Victoria hurried to the telephone. She had left the motorcar and driver at Eleanor’s disposal while she was gone. Eleanor had done so much for her, Victoria felt it was the least she could do.

Dialing the telephone she’d had installed in her driver’s flat, much to her uncle’s disapproval, she prayed for two things. That someone would pick up and that whoever it was would know where Eleanor was. The phone rang and rang and Victoria was just despairing when someone answered.

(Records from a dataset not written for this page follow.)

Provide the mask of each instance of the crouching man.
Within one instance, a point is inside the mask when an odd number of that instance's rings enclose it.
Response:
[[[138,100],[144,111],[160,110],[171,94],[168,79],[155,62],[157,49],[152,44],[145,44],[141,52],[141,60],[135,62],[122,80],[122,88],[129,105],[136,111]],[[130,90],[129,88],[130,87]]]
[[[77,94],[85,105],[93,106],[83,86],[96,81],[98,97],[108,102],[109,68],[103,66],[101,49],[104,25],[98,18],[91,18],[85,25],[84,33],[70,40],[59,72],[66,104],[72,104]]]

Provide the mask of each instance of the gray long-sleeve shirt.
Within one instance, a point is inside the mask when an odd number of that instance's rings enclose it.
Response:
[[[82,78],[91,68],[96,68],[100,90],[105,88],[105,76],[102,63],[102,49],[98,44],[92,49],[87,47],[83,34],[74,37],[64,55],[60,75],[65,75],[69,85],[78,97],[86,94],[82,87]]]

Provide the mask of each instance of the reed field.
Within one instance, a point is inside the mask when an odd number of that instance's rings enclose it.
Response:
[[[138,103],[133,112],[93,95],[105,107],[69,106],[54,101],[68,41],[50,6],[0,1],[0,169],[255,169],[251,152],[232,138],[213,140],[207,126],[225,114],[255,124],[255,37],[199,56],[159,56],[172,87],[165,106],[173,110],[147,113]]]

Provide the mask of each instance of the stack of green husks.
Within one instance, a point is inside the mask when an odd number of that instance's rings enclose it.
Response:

“Hello? Hello?” Mr. Peters always sounded suspicious, as if the phone were going to blow up in his hands. Inanely she wondered if he ever got calls from anyone else.

“Yes, Mr. Peters, it’s Miss Buxton. Did you take Eleanor anywhere this evening?”

“Miss Victoria, welcome home! When did you get in?”

Her driver’s leisurely tone drove her mad. “Just now. Please, it’s important. Did you take Miss Eleanor anywhere?”

“Well, yes. Yes, I did. I took her to Mrs. Wilkes’s flat. I asked her if she wanted me to linger and she said no, she was going to stay on for a bit and would take the tube home. I didn’t like it, but what am I supposed to say? It’s not my business if you young ladies go gadding about on the streets by yourselves.”

Victoria’s shoulders slumped. Well, that was that. She’d been so hoping that she’d be able to find out something.

“So I was very relieved and surprised when I got home and my wife told me she had called again and needed to be picked up right away.”

Victoria clenched the phone. “And did you? Where did you take her?”

“Mrs. Wilkes was in a bad way, and in her condition Miss Eleanor wanted her to go to the hospital—”

Victoria’s breath caught, and she cut him off. “I am very sorry, but I am going to need you to come pick me up as soon as possible. I am going to meet Miss Eleanor at the hospital.”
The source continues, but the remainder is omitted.